Step 1: Elaborate on Hazard identification under these headings:
what is it?
What is the aim?
how is it carried out?
What is the golden standard?
- hazard ID is the identification of the source of possible risk source. it is a qualitative description of of the nature of these effects/events.
- to identify the innate adverse toxic effect of the agent and what is the primary hazard of concern.
- in vitro or invivo
- the GS is epidemiological studies, kind of. cant exactly probe cause and effect,
Why is human epidemiological data not exactly the golden standard?
- hard to obtain
- studies may not be available
- gathering first hand data may take a while
- they can often be incomplete and unreliable (cant do cause and effect)
- usually qualitative data only. hard to get exact hard numbers, which is what you need.

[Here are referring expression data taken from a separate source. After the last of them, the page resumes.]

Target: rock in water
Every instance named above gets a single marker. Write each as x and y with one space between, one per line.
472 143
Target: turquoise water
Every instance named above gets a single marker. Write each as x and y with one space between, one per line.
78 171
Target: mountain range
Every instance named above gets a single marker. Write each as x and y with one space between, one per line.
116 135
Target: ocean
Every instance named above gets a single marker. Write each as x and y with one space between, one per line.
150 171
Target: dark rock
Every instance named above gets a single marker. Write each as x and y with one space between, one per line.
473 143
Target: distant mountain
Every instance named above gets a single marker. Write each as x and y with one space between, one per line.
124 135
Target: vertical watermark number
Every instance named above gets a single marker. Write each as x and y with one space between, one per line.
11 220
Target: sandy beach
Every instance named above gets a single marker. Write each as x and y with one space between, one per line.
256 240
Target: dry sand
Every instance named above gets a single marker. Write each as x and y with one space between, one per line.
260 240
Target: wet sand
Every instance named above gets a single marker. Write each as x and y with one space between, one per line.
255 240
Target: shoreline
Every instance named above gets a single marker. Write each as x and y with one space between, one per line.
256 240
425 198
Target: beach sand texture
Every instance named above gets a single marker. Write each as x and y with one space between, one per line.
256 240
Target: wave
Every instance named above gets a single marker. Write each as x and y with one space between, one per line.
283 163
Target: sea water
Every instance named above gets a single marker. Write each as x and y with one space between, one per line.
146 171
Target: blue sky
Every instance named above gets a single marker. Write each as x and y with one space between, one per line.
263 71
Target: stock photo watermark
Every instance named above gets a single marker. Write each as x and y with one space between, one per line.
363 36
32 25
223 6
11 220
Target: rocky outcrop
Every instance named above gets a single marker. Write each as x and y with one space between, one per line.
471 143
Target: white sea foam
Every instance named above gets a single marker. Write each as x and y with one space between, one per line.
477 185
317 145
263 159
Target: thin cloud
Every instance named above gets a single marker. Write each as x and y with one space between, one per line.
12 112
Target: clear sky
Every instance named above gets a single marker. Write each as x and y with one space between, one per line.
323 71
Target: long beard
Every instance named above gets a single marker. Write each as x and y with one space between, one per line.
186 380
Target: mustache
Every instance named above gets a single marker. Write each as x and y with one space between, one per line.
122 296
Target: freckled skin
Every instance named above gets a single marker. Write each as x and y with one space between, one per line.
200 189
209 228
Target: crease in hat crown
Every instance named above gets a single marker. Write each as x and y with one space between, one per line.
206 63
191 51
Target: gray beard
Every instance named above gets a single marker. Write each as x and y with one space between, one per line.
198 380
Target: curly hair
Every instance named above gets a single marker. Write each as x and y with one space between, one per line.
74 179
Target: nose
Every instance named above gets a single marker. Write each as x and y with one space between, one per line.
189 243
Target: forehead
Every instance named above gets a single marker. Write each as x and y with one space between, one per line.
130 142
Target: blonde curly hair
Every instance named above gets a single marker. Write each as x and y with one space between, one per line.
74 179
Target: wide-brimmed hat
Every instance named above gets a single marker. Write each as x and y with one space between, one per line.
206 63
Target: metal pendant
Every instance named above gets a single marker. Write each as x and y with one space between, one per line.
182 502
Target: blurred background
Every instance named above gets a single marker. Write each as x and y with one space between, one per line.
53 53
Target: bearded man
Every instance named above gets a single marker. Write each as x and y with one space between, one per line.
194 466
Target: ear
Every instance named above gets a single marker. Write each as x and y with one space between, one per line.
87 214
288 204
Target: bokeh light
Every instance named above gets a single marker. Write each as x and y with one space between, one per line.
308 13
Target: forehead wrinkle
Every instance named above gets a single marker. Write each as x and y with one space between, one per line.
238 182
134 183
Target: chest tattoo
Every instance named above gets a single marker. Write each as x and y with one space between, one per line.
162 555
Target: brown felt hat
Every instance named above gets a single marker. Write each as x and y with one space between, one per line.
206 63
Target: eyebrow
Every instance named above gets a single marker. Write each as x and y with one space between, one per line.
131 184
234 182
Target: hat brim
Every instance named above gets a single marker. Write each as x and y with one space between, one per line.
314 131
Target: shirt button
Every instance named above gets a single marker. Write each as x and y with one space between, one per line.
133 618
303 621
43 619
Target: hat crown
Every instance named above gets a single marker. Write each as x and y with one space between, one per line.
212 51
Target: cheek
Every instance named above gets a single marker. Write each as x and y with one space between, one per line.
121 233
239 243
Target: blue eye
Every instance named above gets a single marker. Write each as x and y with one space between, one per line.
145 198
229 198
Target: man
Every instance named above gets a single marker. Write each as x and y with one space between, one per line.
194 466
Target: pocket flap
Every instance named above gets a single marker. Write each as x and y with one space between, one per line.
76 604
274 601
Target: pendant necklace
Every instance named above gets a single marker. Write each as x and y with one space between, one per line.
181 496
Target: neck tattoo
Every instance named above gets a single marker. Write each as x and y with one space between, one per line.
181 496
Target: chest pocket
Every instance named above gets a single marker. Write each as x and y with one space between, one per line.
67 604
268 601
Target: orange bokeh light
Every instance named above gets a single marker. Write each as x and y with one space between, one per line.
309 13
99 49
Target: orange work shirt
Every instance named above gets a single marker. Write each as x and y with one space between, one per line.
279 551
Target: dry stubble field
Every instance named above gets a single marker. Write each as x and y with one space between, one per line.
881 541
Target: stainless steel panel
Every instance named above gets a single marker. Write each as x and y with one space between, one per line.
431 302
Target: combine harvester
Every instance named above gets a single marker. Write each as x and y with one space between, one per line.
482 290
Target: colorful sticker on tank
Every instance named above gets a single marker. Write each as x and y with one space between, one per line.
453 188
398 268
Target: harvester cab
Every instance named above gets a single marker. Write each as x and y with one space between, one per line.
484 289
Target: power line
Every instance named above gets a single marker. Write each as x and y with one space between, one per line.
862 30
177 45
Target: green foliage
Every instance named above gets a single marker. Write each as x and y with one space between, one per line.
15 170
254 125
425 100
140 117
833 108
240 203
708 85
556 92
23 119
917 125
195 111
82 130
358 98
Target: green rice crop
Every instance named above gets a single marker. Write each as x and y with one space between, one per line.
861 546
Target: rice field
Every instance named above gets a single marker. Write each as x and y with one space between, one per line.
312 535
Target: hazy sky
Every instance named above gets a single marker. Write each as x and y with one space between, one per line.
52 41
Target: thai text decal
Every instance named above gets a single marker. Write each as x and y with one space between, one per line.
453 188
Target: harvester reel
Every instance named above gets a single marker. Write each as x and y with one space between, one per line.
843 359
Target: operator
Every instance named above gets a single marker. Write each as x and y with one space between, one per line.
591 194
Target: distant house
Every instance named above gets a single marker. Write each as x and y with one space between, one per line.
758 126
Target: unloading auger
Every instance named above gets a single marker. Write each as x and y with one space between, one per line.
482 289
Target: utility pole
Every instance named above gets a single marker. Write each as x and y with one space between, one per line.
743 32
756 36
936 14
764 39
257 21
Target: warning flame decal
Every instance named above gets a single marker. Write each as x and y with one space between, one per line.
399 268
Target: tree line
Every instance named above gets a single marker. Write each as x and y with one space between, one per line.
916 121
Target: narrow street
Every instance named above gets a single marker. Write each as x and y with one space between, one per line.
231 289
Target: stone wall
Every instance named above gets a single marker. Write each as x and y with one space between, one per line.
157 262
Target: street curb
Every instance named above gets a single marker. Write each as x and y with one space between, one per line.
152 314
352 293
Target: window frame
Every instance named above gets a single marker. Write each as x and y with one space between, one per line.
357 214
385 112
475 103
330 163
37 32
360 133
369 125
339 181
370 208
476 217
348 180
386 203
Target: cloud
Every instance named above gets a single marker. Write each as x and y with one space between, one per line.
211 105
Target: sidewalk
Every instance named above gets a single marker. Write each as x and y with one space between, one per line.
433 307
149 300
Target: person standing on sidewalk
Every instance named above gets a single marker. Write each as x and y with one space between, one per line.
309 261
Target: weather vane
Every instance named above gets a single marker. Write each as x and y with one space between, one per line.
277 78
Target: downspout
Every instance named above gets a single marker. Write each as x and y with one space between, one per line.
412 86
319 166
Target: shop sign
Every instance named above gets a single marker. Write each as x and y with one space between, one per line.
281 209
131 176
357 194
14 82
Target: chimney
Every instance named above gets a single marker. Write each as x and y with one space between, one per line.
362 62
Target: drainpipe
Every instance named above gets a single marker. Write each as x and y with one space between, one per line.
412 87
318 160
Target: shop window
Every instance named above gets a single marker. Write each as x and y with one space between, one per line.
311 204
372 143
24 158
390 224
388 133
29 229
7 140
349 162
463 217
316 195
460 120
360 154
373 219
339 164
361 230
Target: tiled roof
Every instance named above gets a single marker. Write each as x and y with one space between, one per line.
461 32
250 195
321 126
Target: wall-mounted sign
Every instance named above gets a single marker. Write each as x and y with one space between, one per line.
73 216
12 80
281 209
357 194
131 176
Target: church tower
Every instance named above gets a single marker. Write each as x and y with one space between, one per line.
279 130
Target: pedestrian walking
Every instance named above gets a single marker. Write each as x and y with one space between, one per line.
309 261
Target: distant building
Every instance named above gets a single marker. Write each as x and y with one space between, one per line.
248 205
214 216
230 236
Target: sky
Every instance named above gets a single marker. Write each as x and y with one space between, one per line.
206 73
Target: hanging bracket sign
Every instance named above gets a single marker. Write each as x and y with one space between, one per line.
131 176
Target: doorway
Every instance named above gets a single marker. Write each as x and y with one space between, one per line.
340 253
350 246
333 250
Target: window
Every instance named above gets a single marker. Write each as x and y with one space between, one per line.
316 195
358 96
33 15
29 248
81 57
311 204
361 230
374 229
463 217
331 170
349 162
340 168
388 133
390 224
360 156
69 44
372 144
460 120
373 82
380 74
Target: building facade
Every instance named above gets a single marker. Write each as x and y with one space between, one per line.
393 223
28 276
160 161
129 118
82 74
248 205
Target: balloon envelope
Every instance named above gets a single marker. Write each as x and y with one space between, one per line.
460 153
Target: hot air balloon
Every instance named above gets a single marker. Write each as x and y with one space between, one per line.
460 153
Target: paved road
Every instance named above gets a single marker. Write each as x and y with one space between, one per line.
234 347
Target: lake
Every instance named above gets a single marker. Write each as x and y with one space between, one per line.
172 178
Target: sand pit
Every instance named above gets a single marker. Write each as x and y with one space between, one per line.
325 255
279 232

who is strong, capable and smart?
you are :3
why are in vivo animal studies most commonly used in toxicology?
well controlled and known exposure, easy to see effects.
Note: only applies if the animal has similar physiology to humans, bring in the pigs, get rid of the alligators.
Step 2: what is hazard characterisation?
quantitative evaluation of the nature of the health effect of substance in question. must include doese responce assesemnt. ie. if i give an adult 30yo man 1g, 2g, 3g, 4g of coke, how much can he take, when will he die, how much does he need for it to have an effect
explain the dose responce relationship(s)
the bigger the dose, the bigger the effect. there is a cap, eventually you get the lethal dose/max effect.